Redwine
Firstly let me say I do not know the law in NI, but can comment on your post from an England/Wales perspective.
You are concerned that your solicitor is not doing the best job he can for you, from what you have told us (and obviously there may be more I don't know) but it appears to me that he is trying to manage your expectations, rather than sell you short.
He is correct that your ex's pension will not be offset against the equity £ for £. The equity is available now to be spent on whatever you like, the pension is not available for nigh on 20 years and has to stay a pension providing an income.Secondly - why would you want to offset the pension, it appears that by doing so you will have the home but no money to live on in retirement, would it be at all possible to split the equity (you will probably be entitled to a larger percentage of the equity than him as you have to house your 10 year old for the next 8 years)without offsetting, down size the house using your share of the equity and savings,
and ask for a percentage of the pension so you have both housing and an income in retirement?

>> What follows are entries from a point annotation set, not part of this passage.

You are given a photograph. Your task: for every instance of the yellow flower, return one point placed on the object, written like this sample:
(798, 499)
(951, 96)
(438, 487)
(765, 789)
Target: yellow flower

An income of £45K pa will give your stbx an income of £2,700 pcm. Assuming he does not have your youngest for overnight stays (if he does then reduce any
child maintenance by 1/7th for each night with stbx) then his CSA liability is £405 pcm. He is not liable to pay any child maintenance at CSA rates for the 19 year old.
With a 10 year old a judge would expect you to work and contribute to financially supporting the family. You will not be entitled to benefits with the level of savings you have, but the benefit system would also expect you to be a job-seeker and would refuse to pay out if they felt you were not looking for work or restricting the type of work you wanted.
Your stbx's solicitor would state you are receiving global maintenance of £405 CM and £99 SM pcm, unless you apply for Ancillary Relief you are in fact receiving nearly £100 pcm than he has to pay you.
It would appear that you would have a good case for applying for ancillary relief in the short term, however is your husband paying anything else (maybe not to you directly but to the "family home") who pays the mortgage, council tax, gas bill, car insurance etc? If he is still paying these then add them up and work out exactly what percentage of his salary because you don't want to apply for AR if this means you are going to get a sum lower than you "receive" (albeit unseen) now.
I know this is bad news, and am often accused of being "blunt", but I firmly believe that people should be aware of the full state of play financially in order to make objective decisions. I suspect your solicitor is similarly minded rather than not doing a good job for you.